Scientists agree that air pollution shortens the lives of many Europeans every year, but they have a hard time accurately measuring it. Now, thanks to new sensor technology developed at Sweden’s Chalmers University of Technology, pinpointing air pollution and calculating its effects may become much easier.
This new optical nano-sensor detects nitrogen dioxide concentrations down to the parts-per-billion level. The underlying concept is an optimal phenomenon called a plasmon, which has to do with plasma oscillation in physics. Scientists use the sensors to detect illuminated metal nanoparticles absorbing certain wavelengths of light— by which they can measure pollution.
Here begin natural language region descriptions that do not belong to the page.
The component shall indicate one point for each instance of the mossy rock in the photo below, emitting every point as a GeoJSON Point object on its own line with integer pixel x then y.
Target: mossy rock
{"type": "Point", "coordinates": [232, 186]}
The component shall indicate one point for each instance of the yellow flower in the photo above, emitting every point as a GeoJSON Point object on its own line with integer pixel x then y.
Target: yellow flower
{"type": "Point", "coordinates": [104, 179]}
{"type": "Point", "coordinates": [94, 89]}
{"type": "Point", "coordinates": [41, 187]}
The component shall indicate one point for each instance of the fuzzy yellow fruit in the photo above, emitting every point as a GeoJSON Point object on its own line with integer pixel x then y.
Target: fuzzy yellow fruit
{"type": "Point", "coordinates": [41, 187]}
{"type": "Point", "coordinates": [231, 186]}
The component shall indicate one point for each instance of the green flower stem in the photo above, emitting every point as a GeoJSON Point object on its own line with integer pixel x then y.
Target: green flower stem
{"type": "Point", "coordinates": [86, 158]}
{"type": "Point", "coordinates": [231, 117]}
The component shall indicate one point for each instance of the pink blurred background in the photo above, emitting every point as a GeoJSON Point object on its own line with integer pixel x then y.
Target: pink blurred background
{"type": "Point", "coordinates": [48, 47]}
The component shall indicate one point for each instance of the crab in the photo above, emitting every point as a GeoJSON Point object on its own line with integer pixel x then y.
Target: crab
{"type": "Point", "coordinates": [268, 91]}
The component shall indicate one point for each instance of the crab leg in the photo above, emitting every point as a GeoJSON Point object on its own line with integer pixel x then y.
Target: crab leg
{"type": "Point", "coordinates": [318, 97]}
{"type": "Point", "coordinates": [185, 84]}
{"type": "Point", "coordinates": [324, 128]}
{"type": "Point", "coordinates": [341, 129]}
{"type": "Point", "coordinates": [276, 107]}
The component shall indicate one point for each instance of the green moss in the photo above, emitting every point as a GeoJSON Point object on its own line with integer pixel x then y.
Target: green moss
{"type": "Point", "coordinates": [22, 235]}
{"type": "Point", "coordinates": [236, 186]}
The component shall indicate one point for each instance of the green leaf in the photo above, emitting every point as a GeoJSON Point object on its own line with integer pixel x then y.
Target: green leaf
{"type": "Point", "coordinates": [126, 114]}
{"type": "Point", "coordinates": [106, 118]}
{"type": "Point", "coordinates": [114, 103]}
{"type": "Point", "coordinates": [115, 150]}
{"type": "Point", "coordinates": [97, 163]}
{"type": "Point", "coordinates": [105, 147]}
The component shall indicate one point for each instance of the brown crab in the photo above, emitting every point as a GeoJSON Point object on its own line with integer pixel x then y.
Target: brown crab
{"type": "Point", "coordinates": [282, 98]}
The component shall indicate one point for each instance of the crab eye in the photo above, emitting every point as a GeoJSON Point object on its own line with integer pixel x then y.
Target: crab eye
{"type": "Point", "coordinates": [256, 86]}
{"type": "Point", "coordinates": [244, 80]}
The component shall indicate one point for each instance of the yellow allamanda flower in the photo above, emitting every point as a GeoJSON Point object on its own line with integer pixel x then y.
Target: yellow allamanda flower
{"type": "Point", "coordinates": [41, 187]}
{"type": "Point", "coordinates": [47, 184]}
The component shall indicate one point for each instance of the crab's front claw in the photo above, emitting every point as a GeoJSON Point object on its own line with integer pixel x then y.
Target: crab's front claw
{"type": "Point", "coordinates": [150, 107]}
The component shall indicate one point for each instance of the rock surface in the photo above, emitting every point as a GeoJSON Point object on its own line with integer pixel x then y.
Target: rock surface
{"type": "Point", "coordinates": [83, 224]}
The World Health Organization estimates that air pollution causes 550,000 premature deaths in Europe annually and 7 million worldwide. “Air pollution is a global health problem,” says Chalmers researcher Irem Tanyeli, who helped develop the sensors. “To be able to contribute to increased knowledge and a better environment feels great. With the help of these small, portable sensors, it can become both simpler and cheaper to measure dangerous emissions extremely accurately.”
The university research team worked with the Gothenburg-based company Insplorion— co-founded by Christoph Langhammer, a Chalmers physics professor— to bring the sensors out of the lab and onto the streets of Gothenburg. “This is a great example of how a university and a company can collaborate. Both parties contribute with their expertise to create a new product, contributing to a more sustainable society,” said Langhammer. Sensors are already installed on the roof of a huge Gothenburg shopping mall and will soon be placed along a local railway tunnel construction project.
The sensors can also be calibrated to measure other gases. “Nitrogen dioxide is just one of the many substances which can be detected with the help of optical nanosensors. There are great opportunities for this type of technology,” said Langhammer. Companies and universities inside and outside Sweden have already been in contact to see if the nano-sensors could help their aims.